All of lore.kernel.org
 help / color / mirror / Atom feed
From: Hidehiro Kawai <hidehiro.kawai.ez@hitachi.com>
To: Jonathan Corbet <corbet@lwn.net>,
	Peter Zijlstra <peterz@infradead.org>,
	Ingo Molnar <mingo@kernel.org>,
	"Eric W. Biederman" <ebiederm@xmission.com>,
	"H. Peter Anvin" <hpa@zytor.com>,
	Andrew Morton <akpm@linux-foundation.org>,
	Thomas Gleixner <tglx@linutronix.de>,
	Vivek Goyal <vgoyal@redhat.com>
Cc: Baoquan He <bhe@redhat.com>,
	linux-doc@vger.kernel.org, x86@kernel.org,
	kexec@lists.infradead.org, linux-kernel@vger.kernel.org,
	Steven Rostedt <rostedt@goodmis.org>,
	Michal Hocko <mhocko@kernel.org>, Borislav Petkov <bp@alien8.de>,
	Masami Hiramatsu <masami.hiramatsu.pt@hitachi.com>
Subject: [V6 PATCH 0/6] Fix race issues among panic, NMI and crash_kexec
Date: Thu, 10 Dec 2015 10:46:24 +0900	[thread overview]
Message-ID: <20151210014624.25437.50028.stgit@softrs> (raw)
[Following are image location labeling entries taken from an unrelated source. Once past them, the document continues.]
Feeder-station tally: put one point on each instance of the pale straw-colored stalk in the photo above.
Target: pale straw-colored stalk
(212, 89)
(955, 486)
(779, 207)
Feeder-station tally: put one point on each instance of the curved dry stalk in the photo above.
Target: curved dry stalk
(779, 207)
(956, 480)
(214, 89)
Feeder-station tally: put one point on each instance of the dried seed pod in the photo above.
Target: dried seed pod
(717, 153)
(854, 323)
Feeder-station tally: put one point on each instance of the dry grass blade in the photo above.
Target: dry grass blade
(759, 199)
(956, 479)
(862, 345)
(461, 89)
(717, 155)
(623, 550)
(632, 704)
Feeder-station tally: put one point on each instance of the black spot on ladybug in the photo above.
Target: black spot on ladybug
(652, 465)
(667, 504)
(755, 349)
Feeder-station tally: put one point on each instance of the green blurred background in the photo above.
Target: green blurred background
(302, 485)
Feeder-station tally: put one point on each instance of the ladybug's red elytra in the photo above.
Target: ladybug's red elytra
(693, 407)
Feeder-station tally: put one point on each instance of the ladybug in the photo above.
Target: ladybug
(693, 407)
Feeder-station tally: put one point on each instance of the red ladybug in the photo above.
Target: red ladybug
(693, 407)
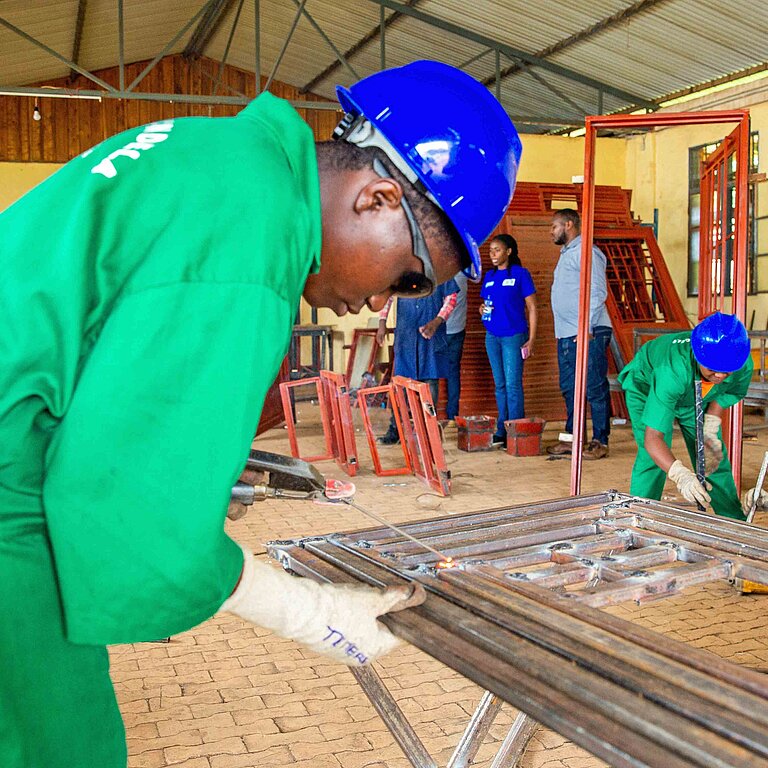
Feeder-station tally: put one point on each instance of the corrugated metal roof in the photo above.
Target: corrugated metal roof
(648, 48)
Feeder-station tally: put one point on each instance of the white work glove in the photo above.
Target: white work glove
(336, 620)
(713, 447)
(748, 498)
(688, 484)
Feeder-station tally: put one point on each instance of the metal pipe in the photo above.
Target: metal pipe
(170, 45)
(393, 717)
(339, 55)
(224, 58)
(585, 294)
(758, 488)
(700, 458)
(286, 42)
(515, 742)
(121, 43)
(71, 64)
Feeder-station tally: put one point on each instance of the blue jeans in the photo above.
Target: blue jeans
(455, 348)
(507, 367)
(598, 391)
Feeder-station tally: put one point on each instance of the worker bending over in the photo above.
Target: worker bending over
(138, 339)
(659, 388)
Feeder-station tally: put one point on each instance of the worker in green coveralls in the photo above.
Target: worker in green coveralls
(148, 293)
(659, 388)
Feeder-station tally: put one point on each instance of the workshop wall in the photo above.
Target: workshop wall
(653, 166)
(657, 174)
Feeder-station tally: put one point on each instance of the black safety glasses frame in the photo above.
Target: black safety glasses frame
(412, 284)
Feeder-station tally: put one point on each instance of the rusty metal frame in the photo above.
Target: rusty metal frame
(290, 421)
(421, 432)
(519, 615)
(370, 435)
(342, 427)
(593, 124)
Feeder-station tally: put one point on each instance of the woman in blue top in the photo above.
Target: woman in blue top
(508, 296)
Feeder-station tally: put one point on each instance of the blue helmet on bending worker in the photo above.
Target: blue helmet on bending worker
(720, 343)
(447, 134)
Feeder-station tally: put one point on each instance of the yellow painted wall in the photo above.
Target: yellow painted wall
(18, 178)
(657, 172)
(557, 159)
(654, 166)
(552, 159)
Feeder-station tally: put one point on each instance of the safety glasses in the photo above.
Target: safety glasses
(412, 284)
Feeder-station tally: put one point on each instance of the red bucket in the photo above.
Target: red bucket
(475, 433)
(524, 436)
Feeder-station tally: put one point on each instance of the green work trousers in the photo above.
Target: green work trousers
(648, 479)
(57, 704)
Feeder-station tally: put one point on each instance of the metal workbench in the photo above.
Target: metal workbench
(519, 613)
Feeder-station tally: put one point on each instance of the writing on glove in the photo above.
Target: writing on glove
(713, 445)
(688, 484)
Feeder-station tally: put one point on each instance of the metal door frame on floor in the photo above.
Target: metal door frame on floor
(740, 147)
(505, 615)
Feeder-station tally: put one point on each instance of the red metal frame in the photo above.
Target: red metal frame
(371, 437)
(342, 428)
(290, 423)
(641, 292)
(421, 433)
(593, 124)
(357, 333)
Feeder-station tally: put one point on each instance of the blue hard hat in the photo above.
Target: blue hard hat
(720, 343)
(454, 136)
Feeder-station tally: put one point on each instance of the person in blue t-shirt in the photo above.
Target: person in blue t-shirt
(508, 296)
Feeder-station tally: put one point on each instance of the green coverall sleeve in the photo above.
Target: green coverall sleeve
(664, 392)
(140, 469)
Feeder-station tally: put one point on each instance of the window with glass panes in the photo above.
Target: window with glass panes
(757, 245)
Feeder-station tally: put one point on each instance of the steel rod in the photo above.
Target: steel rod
(545, 689)
(286, 43)
(475, 732)
(700, 459)
(56, 55)
(152, 64)
(397, 530)
(515, 742)
(389, 711)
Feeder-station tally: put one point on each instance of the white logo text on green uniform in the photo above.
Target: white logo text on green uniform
(150, 135)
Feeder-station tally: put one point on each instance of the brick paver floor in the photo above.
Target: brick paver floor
(230, 695)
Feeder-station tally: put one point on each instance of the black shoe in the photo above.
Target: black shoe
(390, 438)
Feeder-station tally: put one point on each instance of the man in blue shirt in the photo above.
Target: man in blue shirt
(566, 232)
(455, 329)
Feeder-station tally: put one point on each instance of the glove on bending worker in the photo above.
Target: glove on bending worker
(659, 389)
(336, 620)
(139, 338)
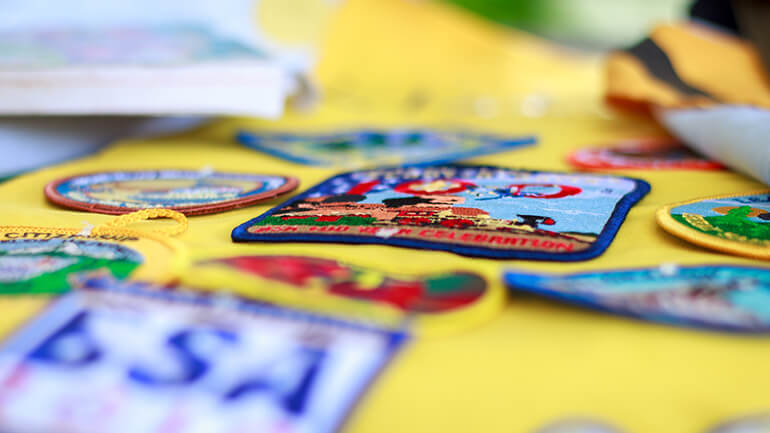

When an HA clustering software or administrator detects unresponsiveness
of a host, they issue an NMI to the host to completely stop current
works and take a crash dump.  If the kernel has already panicked
or is capturing a crash dump at that time, further NMI can cause
a crash dump failure.

Also, crash_kexec() called from oops context and panic() can
cause race conditions.

To solve these issues, this patch set does following things:

- Don't call panic() on NMI if the kernel has already panicked
- Extend exclusion control currently done by panic_lock to crash_kexec
- Introduce "apic_extnmi=none" boot option which masks external NMI
  NMI at the boot time

Additionally, "apic_extnmi=all" is provieded.  This option unmasks
external NMI for all CPUs.  This would help cause kernel panic even if
CPU 0 can't handle an external NMI due to hang-up in NMI context
or being handled by other NMI handlers.

This patch set can be applied to current -tip tree.

V6:
- Update comments and patch descriptions all over the patch series
- Add documentation for kernel.panic_on_io_nmi sysctl (PATCH 6/6)
- Separate PATCH 5/6 from PATCH 2/6 because the portion is actually
  needed for "apic_extnmi=all" case introduced by PATCH 4/6
- ...and various fixes (please see the change logs in each patch
  description for details)

V5: https://lkml.org/lkml/2015/11/20/228
- Use WRITE_ONCE() for crash_ipi_done to keep the instruction order
  (PATCH 2/4)
- Address concurrent unknown/external NMI case, too (PATCH 2/4)
- Fix build errors (PATCH 3/4)
- Rename "noextnmi" boot option to "apic_extnmi" and expand its
  feature (PATCH 4/4)

V4: https://lkml.org/lkml/2015/9/25/193
- Improve comments and descriptions (PATCH 1/4 to 3/4)
- Use new __crash_kexec(), no exclusion check version of crash_kexec(),
  instead of checking if panic_cpu is the current cpu or not
  (PATCH 3/4)

V3: https://lkml.org/lkml/2015/8/6/39
- Introduce nmi_panic() macro to reduce code duplication
- In the case of panic on NMI, don't return from NMI handlers
  if another cpu already panicked

V2: https://lkml.org/lkml/2015/7/27/31
- Use atomic_cmpxchg() instead of current spin_trylock() to exclude
  concurrent accesses to panic() and crash_kexec()
- Don't introduce no-lock version of panic() and crash_kexec()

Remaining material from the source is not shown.